Dès l’entame de cette concertation, Philemon Yang salue la qualification des Espoirs camerounais pour les Jeux africains, une victoire des Lionceaux qui arrive, selon le Pm, comme une petite lueur dans la longue nuit que semble traverser le football camerounais. Il se réjouit aussi de la participation prochaine des Lions Indomptables juniors à la Coupe du Monde en Colombie. Autant d’acquis qu’il faut préserver, suggère Philemon Yang, tout en continuant les réformes institutionnelles entreprises par le ministre des Sports. Le Premier ministre ajoute que dans la phase de reconstruction actuelle, il faut en communiquer le calendrier aux Camerounais, afin qu’ils n’aient pas le sentiment que la mauvaise passe s’éternise.
Toutefois, Philemon Yang regrette que le football des clubs soit négligé au Cameroun. Il affirme être un grand amateur de football, même s’il ne se rend plus au stade, parce qu’il n’y a pratiquement plus rien à voir. Et souhaite que les clubs camerounais recommencent à s’illustrer sur la scène africaine.
C’est à ce moment que la parole est passée au ministre de Sports qui affirme que le football camerounais va connaître son renouveau avec la mise en place de la ligue professionnelle de football et l’entrée en vigueur de la charte des sports dont des dispositions pertinentes vont permettre le financement du sport, la construction des infrastructures, etc. Il précise que le ministère des Sports va mettre plus de 300 millions de francs Cfa pour le fonctionnement de la ligue.
« Je t’aime, moi non plus »
La parole est alors passée à Iya Mohammed qui commence par saluer les efforts du gouvernement avant de suggérer au ministre des Sports d’aller plus loin. Comme pour se défendre de la baisse d’engouement et du niveau du football des clubs, le président de la Fécafoot fait quelques comparaisons : le Tp Mazembé a un budget de plus de 4 milliards de francs Cfa, rien à voir avec Coton sport, le meilleur club camerounais, qui se débrouille avec à peine 600 millions. Iya Mohammed suggère alors que les 300 millions de francs Cfa du ministre des Sports soient multipliés par deux ou par trois.
Pendant que Iya Mohammed s’exprime, Roger Milla ne tient plus en place. Il n’approuve point les propos du président de la Fécafoot. Pour l’ambassadeur itinérant, le problème du football n’est pas le manque de moyens, mais l’incompétence de ses dirigeants, au demeurant corrompus. Ils suggèrent que toutes ces personnes démissionnent. Avec la fougue qu’on lui connaît, Roger Milla ajoute que Iya Mohammed veut qu’on lui donne de l’argent pour qu’il aille se le partager avec ses sbires comme d’habitude. « Tout ce que vous avez déjà eu, qu’en avez-vous fait ? », s’interroge l’ancien internationale camerounais. Pour Roger Milla, le football camerounais est mal géré par l’équipe dirigeante actuelle de la Fécafoot.

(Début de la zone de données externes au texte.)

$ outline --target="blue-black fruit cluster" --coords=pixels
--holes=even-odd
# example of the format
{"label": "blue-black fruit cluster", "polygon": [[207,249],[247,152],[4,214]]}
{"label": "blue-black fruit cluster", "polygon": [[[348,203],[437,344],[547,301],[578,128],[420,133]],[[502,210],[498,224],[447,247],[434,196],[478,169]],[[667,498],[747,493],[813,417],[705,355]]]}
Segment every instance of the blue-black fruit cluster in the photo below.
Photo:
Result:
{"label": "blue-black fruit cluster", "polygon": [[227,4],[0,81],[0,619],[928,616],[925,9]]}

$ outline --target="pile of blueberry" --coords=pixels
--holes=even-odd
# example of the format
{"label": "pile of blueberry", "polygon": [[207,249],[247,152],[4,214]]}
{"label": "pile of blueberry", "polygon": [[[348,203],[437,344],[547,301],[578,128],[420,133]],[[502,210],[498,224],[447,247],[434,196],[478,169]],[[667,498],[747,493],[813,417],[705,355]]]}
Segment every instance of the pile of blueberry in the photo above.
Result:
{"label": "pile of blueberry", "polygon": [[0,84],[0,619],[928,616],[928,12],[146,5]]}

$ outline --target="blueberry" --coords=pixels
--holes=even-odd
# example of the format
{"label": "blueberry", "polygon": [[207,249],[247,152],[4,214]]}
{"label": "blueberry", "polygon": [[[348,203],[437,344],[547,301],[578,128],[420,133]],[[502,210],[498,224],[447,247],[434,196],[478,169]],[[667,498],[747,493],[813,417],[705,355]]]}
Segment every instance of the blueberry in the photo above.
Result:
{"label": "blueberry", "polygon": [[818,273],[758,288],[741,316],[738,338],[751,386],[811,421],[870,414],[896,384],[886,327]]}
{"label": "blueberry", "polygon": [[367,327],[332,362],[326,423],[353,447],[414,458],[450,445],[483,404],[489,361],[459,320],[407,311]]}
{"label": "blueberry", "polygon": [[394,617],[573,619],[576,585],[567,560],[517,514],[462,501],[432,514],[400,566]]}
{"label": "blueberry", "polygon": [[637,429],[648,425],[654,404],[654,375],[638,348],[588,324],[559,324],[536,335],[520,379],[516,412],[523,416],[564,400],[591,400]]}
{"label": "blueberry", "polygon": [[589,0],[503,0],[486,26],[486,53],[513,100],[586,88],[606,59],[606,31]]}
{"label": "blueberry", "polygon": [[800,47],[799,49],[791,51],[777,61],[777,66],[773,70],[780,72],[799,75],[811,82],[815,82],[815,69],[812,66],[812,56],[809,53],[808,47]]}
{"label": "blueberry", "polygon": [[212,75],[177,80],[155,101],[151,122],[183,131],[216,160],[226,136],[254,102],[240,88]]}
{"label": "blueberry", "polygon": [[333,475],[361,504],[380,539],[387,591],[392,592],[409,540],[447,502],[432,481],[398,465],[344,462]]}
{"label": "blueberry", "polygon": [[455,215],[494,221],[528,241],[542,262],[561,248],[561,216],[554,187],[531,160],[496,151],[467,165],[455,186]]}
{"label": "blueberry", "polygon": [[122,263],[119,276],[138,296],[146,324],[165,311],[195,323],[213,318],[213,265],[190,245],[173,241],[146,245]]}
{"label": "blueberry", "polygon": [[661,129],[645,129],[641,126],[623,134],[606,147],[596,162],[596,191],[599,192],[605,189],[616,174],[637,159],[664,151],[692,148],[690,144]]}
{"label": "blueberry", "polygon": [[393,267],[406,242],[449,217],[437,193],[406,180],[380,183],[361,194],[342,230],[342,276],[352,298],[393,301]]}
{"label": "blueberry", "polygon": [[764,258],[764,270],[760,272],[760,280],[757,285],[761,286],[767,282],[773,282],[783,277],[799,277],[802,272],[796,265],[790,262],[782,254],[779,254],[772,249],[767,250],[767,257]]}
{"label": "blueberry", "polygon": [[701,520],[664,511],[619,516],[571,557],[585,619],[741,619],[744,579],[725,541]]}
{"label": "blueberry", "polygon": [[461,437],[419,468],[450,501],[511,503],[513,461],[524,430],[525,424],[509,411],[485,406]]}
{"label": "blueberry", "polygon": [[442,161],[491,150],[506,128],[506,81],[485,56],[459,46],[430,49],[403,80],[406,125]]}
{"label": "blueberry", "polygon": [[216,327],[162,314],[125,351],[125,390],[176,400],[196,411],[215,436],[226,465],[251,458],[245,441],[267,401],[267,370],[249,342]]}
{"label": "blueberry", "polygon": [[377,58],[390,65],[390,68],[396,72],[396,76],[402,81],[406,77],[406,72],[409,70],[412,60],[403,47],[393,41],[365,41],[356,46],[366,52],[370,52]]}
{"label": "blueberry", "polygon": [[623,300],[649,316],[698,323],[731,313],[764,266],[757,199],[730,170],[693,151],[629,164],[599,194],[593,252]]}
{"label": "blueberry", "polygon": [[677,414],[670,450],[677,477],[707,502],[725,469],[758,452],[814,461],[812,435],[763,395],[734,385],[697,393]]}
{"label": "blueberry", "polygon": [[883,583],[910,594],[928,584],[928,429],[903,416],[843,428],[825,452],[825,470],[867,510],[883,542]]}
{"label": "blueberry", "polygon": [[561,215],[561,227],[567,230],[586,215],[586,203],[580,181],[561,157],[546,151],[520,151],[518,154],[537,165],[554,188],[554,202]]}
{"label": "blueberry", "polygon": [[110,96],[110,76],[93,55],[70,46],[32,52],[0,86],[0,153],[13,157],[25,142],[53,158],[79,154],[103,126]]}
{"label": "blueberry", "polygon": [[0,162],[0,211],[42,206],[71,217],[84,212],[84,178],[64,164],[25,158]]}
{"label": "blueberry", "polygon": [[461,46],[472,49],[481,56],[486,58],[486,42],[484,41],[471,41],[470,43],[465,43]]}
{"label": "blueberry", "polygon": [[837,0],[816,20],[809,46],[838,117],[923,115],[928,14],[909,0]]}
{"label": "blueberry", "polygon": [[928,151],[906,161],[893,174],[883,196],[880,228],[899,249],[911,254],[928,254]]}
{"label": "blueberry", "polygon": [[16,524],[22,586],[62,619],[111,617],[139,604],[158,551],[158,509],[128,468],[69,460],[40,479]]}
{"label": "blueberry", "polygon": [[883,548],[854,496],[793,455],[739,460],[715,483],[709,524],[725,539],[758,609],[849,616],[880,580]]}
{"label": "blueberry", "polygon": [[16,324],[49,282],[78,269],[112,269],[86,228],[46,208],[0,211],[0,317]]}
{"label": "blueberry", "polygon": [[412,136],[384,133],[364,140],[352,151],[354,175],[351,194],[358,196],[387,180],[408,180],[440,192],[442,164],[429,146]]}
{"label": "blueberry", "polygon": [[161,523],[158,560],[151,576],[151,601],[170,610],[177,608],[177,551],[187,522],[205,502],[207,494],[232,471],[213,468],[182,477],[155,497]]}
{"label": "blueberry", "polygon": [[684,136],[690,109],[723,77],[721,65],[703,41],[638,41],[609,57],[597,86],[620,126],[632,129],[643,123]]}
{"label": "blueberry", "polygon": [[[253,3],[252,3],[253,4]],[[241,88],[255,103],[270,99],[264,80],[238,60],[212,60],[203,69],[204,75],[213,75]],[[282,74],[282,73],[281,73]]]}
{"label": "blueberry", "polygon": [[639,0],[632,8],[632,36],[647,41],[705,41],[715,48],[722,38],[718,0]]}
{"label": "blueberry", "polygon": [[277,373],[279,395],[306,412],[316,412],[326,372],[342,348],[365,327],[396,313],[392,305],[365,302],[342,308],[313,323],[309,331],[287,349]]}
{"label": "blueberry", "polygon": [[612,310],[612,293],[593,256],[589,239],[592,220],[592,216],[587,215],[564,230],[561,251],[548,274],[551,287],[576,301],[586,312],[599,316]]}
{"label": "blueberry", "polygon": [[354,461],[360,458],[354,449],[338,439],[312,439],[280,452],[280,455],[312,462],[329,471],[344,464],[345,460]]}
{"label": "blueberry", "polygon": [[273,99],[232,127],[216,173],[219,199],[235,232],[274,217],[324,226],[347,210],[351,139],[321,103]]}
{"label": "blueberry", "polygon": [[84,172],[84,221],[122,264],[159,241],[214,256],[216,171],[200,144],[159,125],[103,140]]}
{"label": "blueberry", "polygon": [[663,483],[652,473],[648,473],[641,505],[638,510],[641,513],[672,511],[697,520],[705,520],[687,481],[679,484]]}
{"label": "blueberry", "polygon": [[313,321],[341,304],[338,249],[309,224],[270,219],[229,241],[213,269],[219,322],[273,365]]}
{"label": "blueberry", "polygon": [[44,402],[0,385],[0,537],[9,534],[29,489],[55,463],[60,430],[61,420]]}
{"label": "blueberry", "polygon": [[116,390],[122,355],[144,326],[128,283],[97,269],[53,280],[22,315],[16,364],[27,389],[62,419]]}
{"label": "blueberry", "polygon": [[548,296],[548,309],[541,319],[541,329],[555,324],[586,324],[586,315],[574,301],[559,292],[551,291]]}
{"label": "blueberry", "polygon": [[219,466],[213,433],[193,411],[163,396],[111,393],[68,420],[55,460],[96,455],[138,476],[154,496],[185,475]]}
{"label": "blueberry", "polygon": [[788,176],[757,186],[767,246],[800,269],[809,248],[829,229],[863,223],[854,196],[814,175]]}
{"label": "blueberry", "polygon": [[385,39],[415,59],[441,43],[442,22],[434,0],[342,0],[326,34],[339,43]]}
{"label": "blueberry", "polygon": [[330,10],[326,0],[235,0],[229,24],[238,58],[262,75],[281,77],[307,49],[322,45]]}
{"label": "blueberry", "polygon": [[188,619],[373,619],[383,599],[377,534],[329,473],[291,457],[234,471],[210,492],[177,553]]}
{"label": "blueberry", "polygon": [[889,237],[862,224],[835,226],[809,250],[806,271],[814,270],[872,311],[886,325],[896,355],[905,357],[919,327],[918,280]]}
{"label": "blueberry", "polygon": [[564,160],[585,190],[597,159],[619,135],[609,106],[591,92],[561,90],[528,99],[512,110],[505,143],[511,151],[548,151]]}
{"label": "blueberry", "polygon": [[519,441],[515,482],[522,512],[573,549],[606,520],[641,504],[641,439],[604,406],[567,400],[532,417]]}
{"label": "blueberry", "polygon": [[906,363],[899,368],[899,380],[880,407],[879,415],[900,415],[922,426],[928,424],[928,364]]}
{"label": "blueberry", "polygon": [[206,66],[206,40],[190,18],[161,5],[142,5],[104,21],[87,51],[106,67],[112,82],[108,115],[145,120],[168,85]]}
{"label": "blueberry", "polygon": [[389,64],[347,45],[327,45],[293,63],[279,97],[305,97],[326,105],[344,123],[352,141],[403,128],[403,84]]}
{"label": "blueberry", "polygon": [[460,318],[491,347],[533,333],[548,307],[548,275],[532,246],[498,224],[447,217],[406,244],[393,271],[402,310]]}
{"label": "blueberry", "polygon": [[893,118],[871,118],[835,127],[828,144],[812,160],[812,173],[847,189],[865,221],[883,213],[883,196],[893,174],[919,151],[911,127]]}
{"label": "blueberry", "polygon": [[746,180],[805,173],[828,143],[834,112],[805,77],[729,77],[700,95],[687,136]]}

La colère de Iya Mohammed monte. Jusqu’à son paroxysme. Cet homme si souvent flegmatique, peu bavard et peut-être timide, sort de ses gongs. « Pour qui tu te prends ? », demande-t-il à Milla, qui ne se laisse pas non plus démonter. S’ensuivent une passe d’arme et des échanges peu courtois que nous ne reprendrons pas ici. Sans même faire attention au Premier ministre et au ministre des Sports qui les regardent, Iya et Milla se défoulent. La violence des mots est inouïe au point que le Premier ministre met fin à ce qui aurait dû être un simple échange sur la relance du football camerounais.
Joint au téléphone hier, Roger Milla n’a pas nié les faits alors que Iya Mohammed, lui, s’est contenté de dire qu’il y a eu, au cours de cette réunion, juste « des divergences sur certains points ». Le président de la Fécafoot a ensuite quitté le Cameroun peu après l’incident.
Ce clash entre Iya et Milla n’est pas le premier. Une querelle précédente s’était achevée après une réconciliation sous les auspices du ministre des Sports. Depuis quelques jours, les deux hommes se regardent en chiens de faïence. Entre eux, c’est en permanence du « je t’aime, moi non plus ».